Updated October 03, 2014.
Written or reviewed by a board-certified physician. See About.com's Medical Review Board.
In 2000, a small area in Uganda faced an Ebola epidemic. Initially 3 in 4 patients died. Nurses died. Then health care reinforcements arrived with training for workers and community. Only 1 in 5 (20%) died after that. The epidemic stopped within 2 months.
What happened?
Public Health worked. Case finding, Isolation/Quarantine, Protective Supplies, Health Care Staffing, and Supportive Care saved lives.
Ebola is spread by contact with patient's and their body fluids and droplets. Mortality could have risen higher.

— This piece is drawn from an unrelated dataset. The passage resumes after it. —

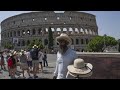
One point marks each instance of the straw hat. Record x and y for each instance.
(80, 68)
(65, 37)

Supportive care - IV fluids, feeding, cleaning - help people survive
That is to say, much of what we need to control Ebola is not fancy. It's hard Public Health work.
Case Finding
The number of patients in the hospital may not be the number sick. Patients, afraid and distrustful, may remain at home. They may spread the disease to their caregiving loved ones. They may come to the hospital only when too ill to improve. Trust within the community must develop for patients to be isolated and hospitalized as many, though fewer, will indeed die there.
Quarantine and Isolation
Key measures for control are a) Quarantine: prevents well (but possibly exposed and later infectious) individuals from contacting others. b) Isolation: separates ill and infectious individuals from contact with others.
Supplies
Where there isn't funding for prevention of transmission, hospitals have even more work - and less funding.
There may not even have gloves.
Ebola spreads quickest when someone is ill - when the virus in blood and body fluids is highest. At this point, the patient may have diarrhea, vomiting, or even blood oozing from IVs. Cough, vomit or diarrhea may have blood. Personal Protective Equipment protects against close contact with these risks. Gloves - and gowns, boots, face masks, eye protection - prevent transmission when copious fluids may splash or spray from an infected individual. To consistently use this equipment, training and monitoring help. Without these measures, health care workers die. Without health care workers and good morale among those left, care greatly suffers.
Enough Hands to Help
Those highest risk are caregivers for Ebola patients. Health care systems where Ebola spreads are short-staffed already. When Ebola takes health care providers through illness or fear, one individual may be left caring for a room of patients with diarrhea, too ill to move. Ebola transmission increases and care worsens when nurses and doctors are overworked - and more likely to make a grave error.
Supportive Care
Mortality can drop to about "33% with correct supportive care" as the WHO Public Relations Head, Gregory Haertl, wrote.
This means providing hydration (either by mouth or intravenously) and nutrition (by mouth, through a tube, or possibly intravenously). This means keeping patients clean, especially when they have severe diarrhea and cannot move. This may also involve providing oxygen for breathing, antibiotics for secondary infections, and correcting electrolyte levels in the blood (by monitoring and supplementing).
Some patient's immune systems will overcome Ebola
Supportive care allows a patient to survive while their body begins to control the virus.
Within 2 weeks of infection, patients either become dramatically better or worse. Patients will do best if they have supportive care. What we do know is they lose lymphocytes, an immune cell that fights viruses. They have a large cytokine release, another immune response, and disordered clotting, leading to bleeding. Survivors may have a neutralizing antibody. In laboratory studies, those who survive have different gene expression related to clotting. Many patients can survive if the health system can support them.
New Treatments
New treatments and vaccines will hopefully, but likely will not, be quickly available to the thousands in need in West Africa. There are not the drug stocks or knowledge of what works. The supply logistics will also be complicated.
There is also a difficult ethical quandary here. Where resources are stretched, any additional work or treatment may distract from lifesaving care. Treatment must truly be lifesaving. We need to test drugs to know they are lifesaving. At the same time, a promising drug for a deadly disease is something we want to provide to save every life we can.
Ebola can be controlled
We hope Ebola can be stopped without waiting for treatments that may be a long way off. Many diseases have been curbed without a cure: prior Ebola, cholera, even norovirus outbreaks. In the early 1900s, public health measures curbed TB, malaria, and yellow fever in the US without a vaccine or treatment. Ebola can be controlled the same way.